There is some journalism school somewhere where they teach a "tollroad-execs-living-it-up-at-your-expense" formula story because you see the identical thing pop up all over the place, year after year in print, TV, radio and on the web - just the names, the meal menus, and the money are different.

The suspicious thing about these reports is that the toll industry's trade association IBTTA always gets a priceless plug  for running lap o' luxury, party-time events in exotic locales.

WGAL-8 TV in Harrisburg used the tollroad execs livin'-it-up template this week on Penn Pike CEO's Joe Brimmeier.

From a transcript: "News 8 On Your Side requested expense records for top management at the turnpike as the toll road faces increasing scrutiny from lawmakers and drivers. Debt is mounting. It's over $3 billion. Four years ago, drivers were hit with a 40 percent toll increase. Another 25 percent hike is coming next year. Despite the money issues, News 8 found tens of thousands of dollars being spent on meals and travel."

Strong intro, as hacktalk has it.

Trouble is the rest of the piece was a bit of a fizzer.

"Tens of thousands of dollars"?

Turns out in the last three years Joe Brimmeier has spent "nearly $20,000," the reporter discovered on travel and entertainment.

The TV piece listed 14 trips Brimmeier made out of state, 11 to IBTTA dos.  

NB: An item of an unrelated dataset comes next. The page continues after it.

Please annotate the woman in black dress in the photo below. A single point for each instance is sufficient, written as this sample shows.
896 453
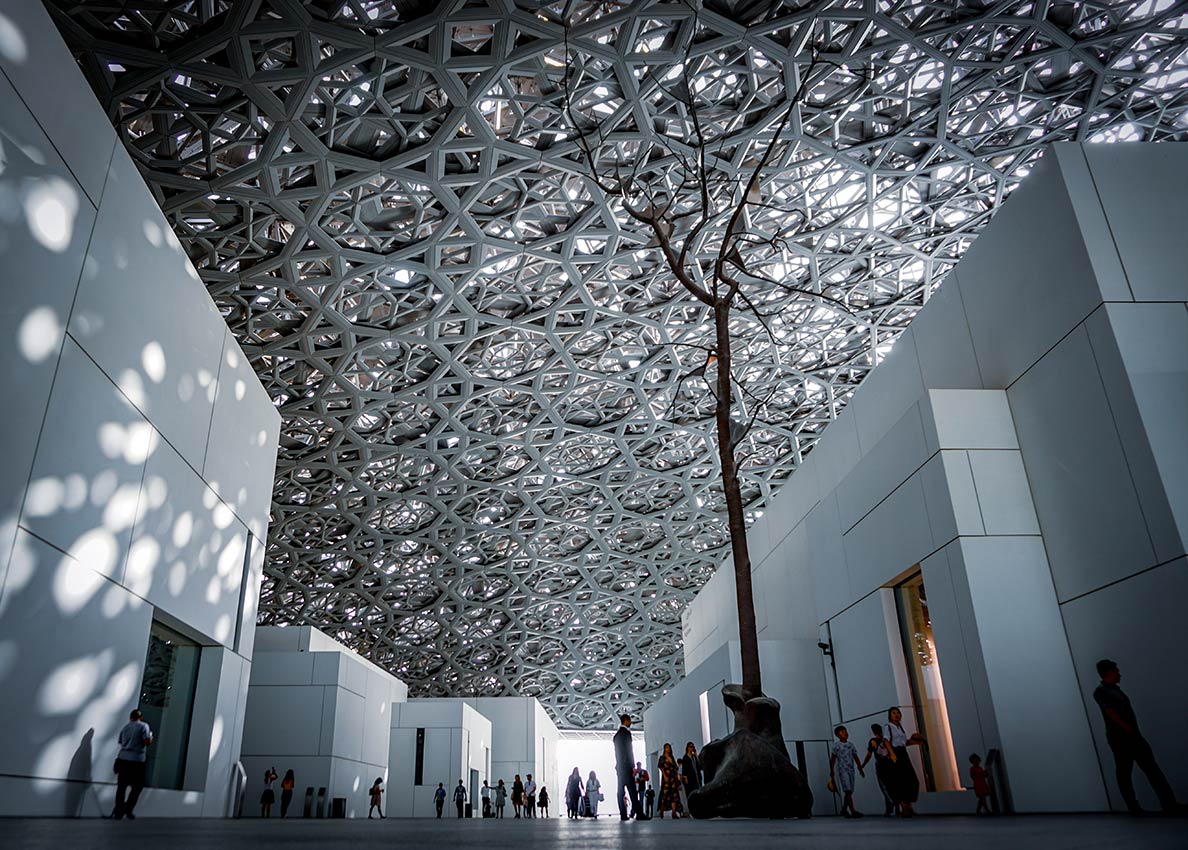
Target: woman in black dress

That's living it up? This reporter should be sent to an IBTTA do to learn.

$6,000 a year!

By the standards of most chief execs, and not a few lesser execs, this surely has to establish Joe Brimmeier as a stay-at-home cheapskate.

But there was this scandalous detail.

In standard you-should-be-indignant-about-this tones viewers got the revelation that on a trip to Chicago, the Turnpike Commission took the hit for a lunch where Brimmeier spent $54 on a steak and lobster soup. They quoted him unrepentant even: "Frankly, I'm not changing my eating habits. If I enjoy a steak on my own time, I want a steak when I'm conducting business, too."

Matt Brouilette of the Commonwealth Foundation, a thinktank in Harrisburg commented sagely: "That is absurd. When in Chicago, you should be getting stuffed deep dish pizza, Polish sausage, or a Wreck from Potbelly's."

Seriously though, an argument can be made that the people of Pennsylvania would get much better value for their toll money if, rather than spending so much time in that office in Highspire or nosing around the State Capitol and eating other people's lunches, Joe Brimmeier spent a heck of a lot more in exotic... no, that's far enough down that road.